Hamburger Profiboxer bekommt am Sonnabend die Chance auf Revanche gegen Argentinier Pitto
Hamburg. Dreimal hat er ihn sich in voller Länge angeschaut, den Kampf, der seine Karriere ins Stocken gebracht hat. Er hat einiges gesehen, über das er sich geärgert hat, und vieles, was er anders machen muss an diesem Sonnabend (22.20 Uhr/ARD), wenn in der Oldenburger EWE-Arena der Rückkampf gegen Guido Nicolas Pitto ansteht. Und auch wenn Jack Culcay der Meinung ist, dass er das erste Duell mit dem 26 Jahre alten Argentinier nicht verloren hat, so wie es im Kampfrekord steht, so weiß der Halbmittelgewichtler vom Berliner Sauerland-Team eines ganz genau: „Ich muss den Rückkampf überzeugend gewinnen, und dafür muss ich einiges besser machen als beim ersten Aufeinandertreffen.“
Mit Trainer Fritz Sdunek und Manager Moritz Klatten hat der gebürtige Ecuadorianer analysiert, was falsch gelaufen ist am 27. April in der Sporthalle Hamburg. Zwei Hauptgründe hat Culcay ausmachen können. Der eine liegt im privaten Bereich, er will das öffentlich nicht ausführen. Der zweite ist in der Trainingssteuerung zu verorten. Weil er ursprünglich im März kämpfen sollte, hatte Culcay bereits im Januar mit der intensiven Vorbereitung begonnen. Dann wurde der Kampf auf Ende April verschoben. „Ich war deshalb übertrainiert, habe schon im Sparring gemerkt, dass mir die Power fehlt“, sagt er. Hinzu kam ein verrenkter Hals, der ihn eine Woche Sparringsphase kostete.
All das will der Amateurweltmeister von 2009 indes nicht als Ausrede verstanden wissen. Er hat diese Erklärungen für sich selbst gesucht und gefunden, um die erste Niederlage seiner Profikarriere verarbeiten zu können. Dennoch gibt er die Hauptschuld an der überraschenden Punktniederlage sich selbst. „Ich habe viel zu verkrampft geboxt, habe mich schlecht bewegt und konnte die Körperhaken nicht so schlagen wie gewohnt. Mein Kopf hat gesagt: ‚Tu etwas!‘, aber mein Körper war nicht in der Lage“, gibt er offen zu.

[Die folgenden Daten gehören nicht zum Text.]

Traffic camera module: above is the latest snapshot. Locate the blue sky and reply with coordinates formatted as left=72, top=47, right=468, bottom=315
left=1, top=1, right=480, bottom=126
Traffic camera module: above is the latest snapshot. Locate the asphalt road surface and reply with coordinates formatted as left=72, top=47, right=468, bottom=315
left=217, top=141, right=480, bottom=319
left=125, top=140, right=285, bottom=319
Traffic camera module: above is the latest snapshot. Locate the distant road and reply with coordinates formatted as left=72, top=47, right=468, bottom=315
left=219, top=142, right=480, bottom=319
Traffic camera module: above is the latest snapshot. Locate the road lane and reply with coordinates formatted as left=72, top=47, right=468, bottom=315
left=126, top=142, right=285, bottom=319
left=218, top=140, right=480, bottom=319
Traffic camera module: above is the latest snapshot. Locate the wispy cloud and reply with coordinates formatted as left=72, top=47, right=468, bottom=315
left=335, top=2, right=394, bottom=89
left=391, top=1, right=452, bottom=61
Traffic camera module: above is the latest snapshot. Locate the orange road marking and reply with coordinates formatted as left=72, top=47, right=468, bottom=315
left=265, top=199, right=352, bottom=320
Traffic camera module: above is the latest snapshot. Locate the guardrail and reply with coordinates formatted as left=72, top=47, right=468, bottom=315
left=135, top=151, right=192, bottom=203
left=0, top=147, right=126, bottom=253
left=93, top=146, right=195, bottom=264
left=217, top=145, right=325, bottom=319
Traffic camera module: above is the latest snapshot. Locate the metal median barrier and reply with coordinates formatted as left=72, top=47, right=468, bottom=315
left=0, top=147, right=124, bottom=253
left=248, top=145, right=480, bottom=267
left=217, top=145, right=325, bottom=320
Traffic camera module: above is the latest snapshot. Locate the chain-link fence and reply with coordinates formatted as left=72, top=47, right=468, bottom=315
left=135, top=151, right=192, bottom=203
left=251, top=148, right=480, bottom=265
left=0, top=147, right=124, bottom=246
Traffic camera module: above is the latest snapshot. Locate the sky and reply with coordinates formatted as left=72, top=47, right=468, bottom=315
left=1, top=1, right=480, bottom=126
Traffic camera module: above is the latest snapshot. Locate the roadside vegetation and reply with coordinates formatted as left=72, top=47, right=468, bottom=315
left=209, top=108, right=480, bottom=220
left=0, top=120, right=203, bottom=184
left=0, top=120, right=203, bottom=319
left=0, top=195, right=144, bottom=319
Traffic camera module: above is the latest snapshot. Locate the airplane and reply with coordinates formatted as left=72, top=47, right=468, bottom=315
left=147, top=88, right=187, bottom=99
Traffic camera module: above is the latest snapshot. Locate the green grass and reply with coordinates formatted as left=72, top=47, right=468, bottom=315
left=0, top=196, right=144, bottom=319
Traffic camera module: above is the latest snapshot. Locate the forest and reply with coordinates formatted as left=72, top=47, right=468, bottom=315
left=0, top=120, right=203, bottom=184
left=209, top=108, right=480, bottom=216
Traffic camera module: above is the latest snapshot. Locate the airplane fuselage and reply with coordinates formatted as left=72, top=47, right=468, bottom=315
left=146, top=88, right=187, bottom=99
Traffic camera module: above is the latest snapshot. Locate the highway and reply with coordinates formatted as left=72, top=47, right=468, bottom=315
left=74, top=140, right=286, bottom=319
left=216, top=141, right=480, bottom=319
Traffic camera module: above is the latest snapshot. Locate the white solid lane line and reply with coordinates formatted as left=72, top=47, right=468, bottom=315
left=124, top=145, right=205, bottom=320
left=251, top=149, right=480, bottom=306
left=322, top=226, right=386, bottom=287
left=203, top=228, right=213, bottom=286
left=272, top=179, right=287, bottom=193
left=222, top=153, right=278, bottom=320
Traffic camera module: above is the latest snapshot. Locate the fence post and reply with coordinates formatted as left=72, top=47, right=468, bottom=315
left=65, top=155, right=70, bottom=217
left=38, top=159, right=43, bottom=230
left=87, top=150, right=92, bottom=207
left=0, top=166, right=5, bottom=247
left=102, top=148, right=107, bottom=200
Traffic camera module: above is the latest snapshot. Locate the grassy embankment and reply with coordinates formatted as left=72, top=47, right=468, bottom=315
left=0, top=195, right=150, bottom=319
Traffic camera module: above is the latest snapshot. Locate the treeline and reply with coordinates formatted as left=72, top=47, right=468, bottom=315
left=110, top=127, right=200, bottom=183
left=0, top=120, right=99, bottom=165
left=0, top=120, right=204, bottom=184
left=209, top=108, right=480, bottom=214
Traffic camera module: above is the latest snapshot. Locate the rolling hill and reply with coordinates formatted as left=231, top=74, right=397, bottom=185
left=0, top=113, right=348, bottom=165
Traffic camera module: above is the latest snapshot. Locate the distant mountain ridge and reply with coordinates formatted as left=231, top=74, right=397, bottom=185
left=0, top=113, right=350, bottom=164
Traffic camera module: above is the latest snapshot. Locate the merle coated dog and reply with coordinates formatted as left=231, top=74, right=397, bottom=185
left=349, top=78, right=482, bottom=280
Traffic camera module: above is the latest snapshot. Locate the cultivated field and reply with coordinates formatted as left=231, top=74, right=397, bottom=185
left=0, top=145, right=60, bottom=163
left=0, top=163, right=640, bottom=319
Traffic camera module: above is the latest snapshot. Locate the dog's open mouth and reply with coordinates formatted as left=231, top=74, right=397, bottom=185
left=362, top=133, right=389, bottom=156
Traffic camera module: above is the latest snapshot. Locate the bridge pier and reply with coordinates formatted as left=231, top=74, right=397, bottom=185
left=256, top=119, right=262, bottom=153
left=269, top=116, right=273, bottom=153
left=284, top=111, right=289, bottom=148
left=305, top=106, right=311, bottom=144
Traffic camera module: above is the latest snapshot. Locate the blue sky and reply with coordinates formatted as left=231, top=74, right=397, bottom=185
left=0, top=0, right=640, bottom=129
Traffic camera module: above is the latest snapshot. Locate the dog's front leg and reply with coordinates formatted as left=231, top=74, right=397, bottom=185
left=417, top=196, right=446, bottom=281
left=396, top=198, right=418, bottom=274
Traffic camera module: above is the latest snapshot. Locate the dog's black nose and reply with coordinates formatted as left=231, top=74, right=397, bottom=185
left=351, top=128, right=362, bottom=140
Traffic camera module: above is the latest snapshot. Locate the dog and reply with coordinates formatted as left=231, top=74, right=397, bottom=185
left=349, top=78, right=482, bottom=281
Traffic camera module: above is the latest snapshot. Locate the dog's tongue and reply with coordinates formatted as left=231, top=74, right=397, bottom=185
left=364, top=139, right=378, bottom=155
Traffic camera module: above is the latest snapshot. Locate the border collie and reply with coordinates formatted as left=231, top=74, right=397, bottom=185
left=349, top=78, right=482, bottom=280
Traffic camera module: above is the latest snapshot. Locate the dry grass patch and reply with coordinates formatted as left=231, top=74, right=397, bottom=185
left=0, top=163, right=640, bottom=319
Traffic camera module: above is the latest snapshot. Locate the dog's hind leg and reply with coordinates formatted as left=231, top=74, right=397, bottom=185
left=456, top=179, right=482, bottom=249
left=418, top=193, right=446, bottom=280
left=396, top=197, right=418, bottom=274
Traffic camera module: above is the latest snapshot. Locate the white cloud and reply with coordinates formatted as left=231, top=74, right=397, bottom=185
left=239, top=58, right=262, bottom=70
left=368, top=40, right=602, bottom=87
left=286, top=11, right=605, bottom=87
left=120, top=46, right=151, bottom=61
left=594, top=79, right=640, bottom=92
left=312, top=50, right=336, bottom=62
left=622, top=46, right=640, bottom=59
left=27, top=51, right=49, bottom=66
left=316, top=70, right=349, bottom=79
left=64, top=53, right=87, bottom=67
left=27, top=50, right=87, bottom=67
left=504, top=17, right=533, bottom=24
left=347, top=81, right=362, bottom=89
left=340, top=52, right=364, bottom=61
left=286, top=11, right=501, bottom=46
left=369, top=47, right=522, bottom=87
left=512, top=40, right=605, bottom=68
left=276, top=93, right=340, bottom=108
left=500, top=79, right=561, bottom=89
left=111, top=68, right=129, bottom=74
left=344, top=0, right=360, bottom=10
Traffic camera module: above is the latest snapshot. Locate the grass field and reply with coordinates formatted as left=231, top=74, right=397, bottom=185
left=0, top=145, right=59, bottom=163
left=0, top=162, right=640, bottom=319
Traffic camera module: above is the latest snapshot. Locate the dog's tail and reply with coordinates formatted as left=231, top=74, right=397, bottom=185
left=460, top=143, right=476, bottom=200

Die Konsequenzen, die das Team gezogen hat, sind mehrschichtig. Zum einen hat Culcay sich vorgenommen, das Rematch aggressiver anzugehen. „Jack braucht Aggressivität, um die entscheidenden Treffer zu setzen. Die hat ihm im ersten Kampf völlig gefehlt“, sagt Manager Klatten, der auch das Kraft- und Athletiktraining leitet. „Ich muss die Punktrichter mit harten, deutlichen Treffern überzeugen und darf mich gar nicht treffen lassen, noch nicht einmal auf die Deckung, denn jeder Treffer ist gefährlich“, sagt Culcay.
Des Weiteren hat Sdunek in der athletischen Vorbereitung größeren Wert auf Ausdauertraining gelegt. Dass die beiden erstmals eine komplette Vorbereitung gemeinsam bestritten, nachdem Sdunek vor dem ersten Pitto-Kampf kurzfristig den bisherigen Chefcoach Ismael Salas ablöste, soll ebenfalls zu mehr Sicherheit beitragen. „Wir arbeiten gezielter, das gefällt mir sehr gut“, sagt Culcay. Der Karriereplan des 27-Jährigen hatte für Ende dieses Jahres einen Anlauf auf den EM-Titel und für 2014 die Attacke auf einen WM-Gürtel vorgesehen. „Ein Boxer mit Jacks Ambitionen sollte nicht innerhalb der ersten 15 Kämpfe verlieren. Aber ich sehe es so, dass er jetzt eine Ehrenrunde gedreht und Erfahrungen gesammelt hat. Und wenn er das Rematch überzeugend gewinnt, dann ist er wieder voll in der Spur“, sagt Klatten.
Dass ihm dies gelingt, bezweifelt Culcay nicht. „Ich verspüre keinen extremen Druck, sondern Vorfreude, weil ich die Chance bekomme zu beweisen, dass ich Pitto klar besiegen kann“, sagt er, „ich bin heißer auf Titel als je zuvor!“ Pitto soll das zu spüren bekommen, damit Jack Culcay die Aufzeichnung des zweiten Duells mit wesentlich mehr Vergnügen anschauen kann.